[Qemu-block] [PULL 4/9] qcow2: Document some maximum size constraints

qemu-block

[Date Prev][Date Next][Thread Prev][Thread Next][Date Index][Thread Index]

[Qemu-block] [PULL 4/9] qcow2: Document some maximum size constraints

From:	Kevin Wolf
Subject:	[Qemu-block] [PULL 4/9] qcow2: Document some maximum size constraints
Date:	Mon, 19 Nov 2018 15:29:39 +0100

From: Eric Blake <address@hidden>

Although off_t permits up to 63 bits (8EB) of file offsets, in
practice, we're going to hit other limits first.  Document some
of those limits in the qcow2 spec (some are inherent, others are
implementation choices of qemu), and how choice of cluster size
can influence some of the limits.

While we cannot map any uncompressed virtual cluster to any
address higher than 64 PB (56 bits) (due to the current L1/L2
field encoding stopping at bit 55), qemu's cap of 8M for the
refcount table can still access larger host addresses for some
combinations of large clusters and small refcount_order.  For
comparison, ext4 with 4k blocks caps files at 16PB.

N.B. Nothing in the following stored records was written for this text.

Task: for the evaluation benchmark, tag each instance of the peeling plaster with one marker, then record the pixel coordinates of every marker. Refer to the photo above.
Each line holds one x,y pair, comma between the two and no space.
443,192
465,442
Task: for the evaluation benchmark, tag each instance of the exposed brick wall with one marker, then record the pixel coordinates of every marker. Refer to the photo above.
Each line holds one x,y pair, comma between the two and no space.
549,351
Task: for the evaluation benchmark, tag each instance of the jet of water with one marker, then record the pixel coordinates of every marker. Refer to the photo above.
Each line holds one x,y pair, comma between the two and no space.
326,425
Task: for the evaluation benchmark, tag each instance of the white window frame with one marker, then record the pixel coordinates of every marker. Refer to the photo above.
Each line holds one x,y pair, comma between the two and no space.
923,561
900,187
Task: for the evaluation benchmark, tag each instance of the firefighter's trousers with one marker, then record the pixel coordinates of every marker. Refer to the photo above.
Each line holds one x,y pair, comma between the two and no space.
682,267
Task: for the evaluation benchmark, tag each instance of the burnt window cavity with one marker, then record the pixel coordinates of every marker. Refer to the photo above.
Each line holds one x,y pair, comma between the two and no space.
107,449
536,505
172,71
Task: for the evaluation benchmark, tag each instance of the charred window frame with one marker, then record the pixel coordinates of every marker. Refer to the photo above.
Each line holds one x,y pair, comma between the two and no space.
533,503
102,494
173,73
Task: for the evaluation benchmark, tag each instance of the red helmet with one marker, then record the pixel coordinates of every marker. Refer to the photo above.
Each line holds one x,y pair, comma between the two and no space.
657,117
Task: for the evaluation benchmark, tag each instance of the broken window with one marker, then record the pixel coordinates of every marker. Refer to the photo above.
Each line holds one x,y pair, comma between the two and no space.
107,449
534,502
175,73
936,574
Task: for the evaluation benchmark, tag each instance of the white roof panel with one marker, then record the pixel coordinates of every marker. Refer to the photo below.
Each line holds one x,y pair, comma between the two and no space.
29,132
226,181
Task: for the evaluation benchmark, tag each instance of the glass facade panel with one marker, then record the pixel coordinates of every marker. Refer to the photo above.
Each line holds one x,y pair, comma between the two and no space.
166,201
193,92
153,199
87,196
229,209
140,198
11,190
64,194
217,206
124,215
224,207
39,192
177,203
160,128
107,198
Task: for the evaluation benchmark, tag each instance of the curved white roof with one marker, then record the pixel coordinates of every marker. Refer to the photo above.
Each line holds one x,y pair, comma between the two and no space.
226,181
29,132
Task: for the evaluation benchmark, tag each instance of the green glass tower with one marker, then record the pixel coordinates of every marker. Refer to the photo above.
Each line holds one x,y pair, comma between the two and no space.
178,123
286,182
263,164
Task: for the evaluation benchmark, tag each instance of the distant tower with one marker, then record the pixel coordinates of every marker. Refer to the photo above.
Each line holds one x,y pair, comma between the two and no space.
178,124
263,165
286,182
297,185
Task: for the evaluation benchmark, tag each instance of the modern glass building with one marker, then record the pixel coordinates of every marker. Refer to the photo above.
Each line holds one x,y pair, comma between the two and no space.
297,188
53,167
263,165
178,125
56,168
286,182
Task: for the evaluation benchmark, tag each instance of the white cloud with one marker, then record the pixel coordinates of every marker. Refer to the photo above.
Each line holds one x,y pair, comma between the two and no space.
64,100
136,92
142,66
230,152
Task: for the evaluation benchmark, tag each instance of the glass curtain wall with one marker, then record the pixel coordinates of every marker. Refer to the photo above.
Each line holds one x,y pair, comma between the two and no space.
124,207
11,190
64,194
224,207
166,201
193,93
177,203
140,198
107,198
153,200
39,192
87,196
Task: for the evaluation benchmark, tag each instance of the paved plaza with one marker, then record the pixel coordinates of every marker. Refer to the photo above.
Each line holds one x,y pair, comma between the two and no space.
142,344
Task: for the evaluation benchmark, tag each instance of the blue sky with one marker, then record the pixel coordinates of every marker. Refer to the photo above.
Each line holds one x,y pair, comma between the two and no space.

Another interesting limit: for compressed clusters, the L2 layout
requires an ever-smaller maximum host offset as cluster size gets
larger, down to a 512 TB maximum with 2M clusters.  In particular,
note that with a cluster size of 8k or smaller, the L2 entry for
a compressed cluster could technically point beyond the 64PB mark,
but when you consider that with 8k clusters and refcount_order = 0,
you cannot access beyond 512T without exceeding qemu's limit of an
8M cap on the refcount table, it is unlikely that any image in the
wild has attempted to do so.  To be safe, let's document that bits
beyond 55 in a compressed cluster must be 0.

Signed-off-by: Eric Blake <address@hidden>
Signed-off-by: Kevin Wolf <address@hidden>
---
 docs/interop/qcow2.txt | 38 ++++++++++++++++++++++++++++++++++++--
 1 file changed, 36 insertions(+), 2 deletions(-)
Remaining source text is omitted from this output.